We could see that the next decade would demand a different skill set.
It wouldn’t be enough to excel at trading or managing physical assets. We needed to become just as strong in data, digital platforms, advanced analytics and eventually AI, as we had been in the analogue world. What was emerging was not just new technology, but a new type of infrastructure where intelligence sits above physical assets and orchestrates them as a system. The transformation was underway: from analogue to digital, from centralised to distributed, from one-way flows to two-way electrons becoming mainstream.
The business model that had defined the industry for a century was being rewritten in real time. Value was beginning to shift beyond traditional generation and retail, toward distributed assets, platforms and customer control. This required the ability for us to adapt technologically, commercially and culturally.
That’s why programs like Free Electrons mattered so much. They brought us closer to the thinkers, founders and problem-solvers operating at the very edge of what could be possible. These were people challenging assumptions, experimenting with new architectures and showing utilities what innovation could look like when unconstrained.

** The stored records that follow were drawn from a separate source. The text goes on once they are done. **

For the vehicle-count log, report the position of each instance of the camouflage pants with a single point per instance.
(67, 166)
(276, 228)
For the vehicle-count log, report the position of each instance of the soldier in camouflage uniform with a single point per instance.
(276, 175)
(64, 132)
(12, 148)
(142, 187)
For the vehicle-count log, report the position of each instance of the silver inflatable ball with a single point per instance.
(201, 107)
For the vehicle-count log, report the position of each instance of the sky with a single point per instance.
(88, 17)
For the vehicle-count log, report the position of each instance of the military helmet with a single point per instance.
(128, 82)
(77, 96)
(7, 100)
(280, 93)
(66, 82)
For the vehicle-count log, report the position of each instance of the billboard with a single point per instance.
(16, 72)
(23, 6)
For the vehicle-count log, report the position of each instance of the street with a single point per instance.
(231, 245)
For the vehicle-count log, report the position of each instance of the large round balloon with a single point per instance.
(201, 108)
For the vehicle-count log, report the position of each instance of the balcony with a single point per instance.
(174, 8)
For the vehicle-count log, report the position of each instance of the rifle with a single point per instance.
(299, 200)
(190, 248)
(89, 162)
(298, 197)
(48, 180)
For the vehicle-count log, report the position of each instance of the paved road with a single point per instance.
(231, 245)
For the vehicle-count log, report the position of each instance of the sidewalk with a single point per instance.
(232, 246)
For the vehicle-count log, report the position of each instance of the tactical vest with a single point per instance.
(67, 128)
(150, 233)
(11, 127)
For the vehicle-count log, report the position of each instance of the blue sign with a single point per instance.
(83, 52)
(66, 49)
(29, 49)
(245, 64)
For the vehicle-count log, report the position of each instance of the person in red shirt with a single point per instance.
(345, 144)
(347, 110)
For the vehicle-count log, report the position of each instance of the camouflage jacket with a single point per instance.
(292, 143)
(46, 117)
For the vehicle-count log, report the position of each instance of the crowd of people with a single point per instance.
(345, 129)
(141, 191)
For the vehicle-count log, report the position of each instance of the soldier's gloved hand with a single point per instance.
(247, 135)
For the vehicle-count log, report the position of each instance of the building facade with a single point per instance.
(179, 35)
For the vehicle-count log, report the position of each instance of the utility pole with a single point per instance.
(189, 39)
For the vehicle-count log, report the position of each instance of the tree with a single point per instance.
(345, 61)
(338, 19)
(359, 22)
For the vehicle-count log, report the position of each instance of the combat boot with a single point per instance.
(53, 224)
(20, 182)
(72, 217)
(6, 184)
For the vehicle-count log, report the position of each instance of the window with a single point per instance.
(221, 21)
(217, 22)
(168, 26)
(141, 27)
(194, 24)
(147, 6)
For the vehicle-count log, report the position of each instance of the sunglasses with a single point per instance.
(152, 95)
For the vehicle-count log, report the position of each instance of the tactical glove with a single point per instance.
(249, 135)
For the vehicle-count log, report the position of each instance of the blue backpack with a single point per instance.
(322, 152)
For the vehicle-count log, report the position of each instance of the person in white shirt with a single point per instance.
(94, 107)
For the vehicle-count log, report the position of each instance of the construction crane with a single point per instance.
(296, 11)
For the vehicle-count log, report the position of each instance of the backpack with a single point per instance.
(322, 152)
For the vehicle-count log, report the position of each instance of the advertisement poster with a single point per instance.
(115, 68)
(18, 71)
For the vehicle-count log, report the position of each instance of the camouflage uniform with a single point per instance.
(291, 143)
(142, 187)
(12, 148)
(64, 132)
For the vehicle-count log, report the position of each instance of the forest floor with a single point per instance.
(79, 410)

Those interactions stretched our perspective, accelerated our capability and helped shape our approach to orchestrated distributed energy, digital infrastructure and customer-centred flexibility. The exposure to global innovators complemented the deep internal technical work including our early VPP orchestration, the development of intelligent platforms, and the shift toward systems that “think” through data, automation and human-guided optimisation.
Together, those internal efforts and external collaborations helped accelerate our understanding of what a modern energy system could become.
Looking back, 2016 wasn’t just a moment. It marked an inflection point – the year when the future stopped being theoretical and started becoming urgent.
It set us on the path we’re still on today: building a system where customers participate, the grid adapts, intelligence lives in every layer, and innovation happens across an ecosystem, not within a single organisation.
What began as a signal of change has now become the direction of travel for the entire industry.
For Origin, the task now is not simply to respond to that direction of travel, but to help shape it. The next era of energy will not be defined by a single technology, but by how intelligently the entire system and ecosystem work together.

Tony Lucas
Chief Financial Officer, Origin Energy
Tony Lucas is Chief Financial Officer at Origin Energy, one of Australia’s leading integrated energy companies. He oversees finance, corporate strategy, capital markets, sustainability and technology, supporting disciplined capital management while guiding the business through the transition to a lower‑carbon, more distributed and customer‑centric energy system.
Before his appointment as CFO, Tony was Executive General Manager, Future Energy and Technology, where he played a central role in shaping Origin’s future energy strategy. In this role, he drove the development of digital platforms and distributed energy capabilities that underpin new customer propositions and scalable growth.
Tony brings more than 30 years’ experience across energy and global financial markets. He began his career in international finance, holding roles at Bankers Trust (now Deutsche Bank) and Lehman Brothers in London, before moving into the energy sector. Since joining Origin in 2002, he has held a range of senior leadership positions and, in 2016, became a founding partner of FREE ELECTRONS™, championing strategic innovation and the practical application of emerging technologies and business models to deliver meaningful, scalable impact.